Психика и религия. Психическое измерение открывалось и в новом определении соотношения между девиантным религиозным поведением и предрасположенностью к преступлению, связанному с оскорблением его/ее Величества. Это измерение укоренялось рука об руку с процессом присвоения просвещенческого принципа веротерпимости, который не был вполне независим от политической конъюнктуры. Этот принцип мог применяться как по отношению к другим религиям (в зависимости от лояльности их приверженцев самодержавию), так и по отношению к большой группе православных, находившихся вне официальной церкви (то есть к старообрядцам).
Просвещение, как известно, далеко не обязательно несло в себе потенциал секуляризационной инициативы. Как раз те просветители, которые были близки к власть имущим, не хотели отказываться от легитимизировавшего политический строй потенциала религии, предпочитая проводить различие между религией истинной и сектантством. В многоконфессиональной Российской империи это разделение было привлекательно как раз для той точки зрения, которой руководствовались администраторы в провинции. Барон Осип Андреевич Игельстром, происходивший из прибалтийского дворянства симбирский и уфимский генерал-губернатор, выдающийся представитель административной элиты, и сам по себе яркий пример ее имперского характера, писал в 1785 году в Петербург о передаче в совестный суд дела двух представителей мусульманского духовенства, которые, по его словам, использовали «простоту» местного населения, дабы внушить ему учения, враждебные «российской нации» и армии. При ближайшем рассмотрении только один из двух действительно оказался политическим агитатором: у него обнаружили лубок с изображением русского солдата, этот лубок он протыкал стрелой в присутствии учеников, учившихся у него читать и писать «по-татарски». Другой же возбудил подозрения своими сектантскими замашками: к нему приходили из соседних деревень, чтобы научиться угадывать будущее по сердцебиению после десятидневного поста, а также добиваться «блаженства»; в результате некоторые превратились в настоящих «юродивых» (примечательно, что генерал-губернатор использовал именно этот взятый из православного обихода термин).

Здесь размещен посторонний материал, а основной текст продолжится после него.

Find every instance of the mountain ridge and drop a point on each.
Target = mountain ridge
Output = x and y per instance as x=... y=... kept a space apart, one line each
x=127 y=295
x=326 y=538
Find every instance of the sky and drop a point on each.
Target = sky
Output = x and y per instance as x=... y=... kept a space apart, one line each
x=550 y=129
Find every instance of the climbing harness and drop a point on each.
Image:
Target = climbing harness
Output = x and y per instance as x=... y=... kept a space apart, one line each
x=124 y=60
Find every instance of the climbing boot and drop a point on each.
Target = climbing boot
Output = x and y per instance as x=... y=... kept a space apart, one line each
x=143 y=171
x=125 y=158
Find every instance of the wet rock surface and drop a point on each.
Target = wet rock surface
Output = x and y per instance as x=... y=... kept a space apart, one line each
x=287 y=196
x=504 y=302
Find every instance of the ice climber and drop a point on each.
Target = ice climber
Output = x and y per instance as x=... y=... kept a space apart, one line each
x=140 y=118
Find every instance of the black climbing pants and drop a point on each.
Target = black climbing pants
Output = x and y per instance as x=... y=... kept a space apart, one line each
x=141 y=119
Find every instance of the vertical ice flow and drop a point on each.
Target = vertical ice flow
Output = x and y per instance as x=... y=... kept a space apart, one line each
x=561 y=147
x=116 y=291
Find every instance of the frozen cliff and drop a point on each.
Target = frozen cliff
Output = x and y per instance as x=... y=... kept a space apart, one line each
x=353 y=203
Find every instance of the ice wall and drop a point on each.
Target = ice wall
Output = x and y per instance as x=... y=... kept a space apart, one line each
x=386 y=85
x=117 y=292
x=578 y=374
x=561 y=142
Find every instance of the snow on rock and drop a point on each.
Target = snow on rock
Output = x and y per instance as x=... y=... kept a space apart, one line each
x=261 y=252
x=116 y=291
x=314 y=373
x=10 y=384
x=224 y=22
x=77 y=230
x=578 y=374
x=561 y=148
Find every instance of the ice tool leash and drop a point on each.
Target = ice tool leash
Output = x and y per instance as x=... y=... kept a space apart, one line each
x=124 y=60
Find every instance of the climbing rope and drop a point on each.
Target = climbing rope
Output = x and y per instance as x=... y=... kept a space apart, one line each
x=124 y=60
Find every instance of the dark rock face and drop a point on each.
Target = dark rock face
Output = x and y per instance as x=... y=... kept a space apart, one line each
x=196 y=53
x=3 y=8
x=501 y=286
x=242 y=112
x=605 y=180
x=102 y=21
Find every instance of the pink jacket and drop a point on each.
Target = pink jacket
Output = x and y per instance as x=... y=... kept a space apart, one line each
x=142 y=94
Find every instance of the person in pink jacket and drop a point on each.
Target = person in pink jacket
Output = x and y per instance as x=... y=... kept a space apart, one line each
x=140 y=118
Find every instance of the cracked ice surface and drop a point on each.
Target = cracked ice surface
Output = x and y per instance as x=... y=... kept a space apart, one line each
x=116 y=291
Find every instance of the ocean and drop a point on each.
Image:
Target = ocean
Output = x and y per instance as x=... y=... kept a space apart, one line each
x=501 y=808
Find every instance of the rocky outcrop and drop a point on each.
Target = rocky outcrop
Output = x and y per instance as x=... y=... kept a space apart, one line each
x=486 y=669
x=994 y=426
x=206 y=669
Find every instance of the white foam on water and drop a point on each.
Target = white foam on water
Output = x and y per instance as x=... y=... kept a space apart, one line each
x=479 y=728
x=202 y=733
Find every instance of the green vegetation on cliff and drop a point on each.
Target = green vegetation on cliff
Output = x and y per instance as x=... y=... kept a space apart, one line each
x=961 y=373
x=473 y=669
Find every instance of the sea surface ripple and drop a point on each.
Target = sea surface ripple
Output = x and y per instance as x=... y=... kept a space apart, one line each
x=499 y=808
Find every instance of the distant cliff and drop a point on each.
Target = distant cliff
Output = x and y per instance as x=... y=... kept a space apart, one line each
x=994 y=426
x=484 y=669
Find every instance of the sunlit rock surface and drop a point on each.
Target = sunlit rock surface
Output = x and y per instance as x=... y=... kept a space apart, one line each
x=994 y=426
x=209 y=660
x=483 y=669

Тем самым обвиняемый уводил людей от «истинного» (в понимании Игельстрома) ислама{1155}. Таким образом, согласно Игельстрому, в основе противогосударственных деяний представителей мусульманского духовенства лежал не ислам, а фанатическое отклонение от него. Это тем более интересно, что данный случай является страницей не только в истории взаимоотношений между центром и провинцией, но и в колониальной истории.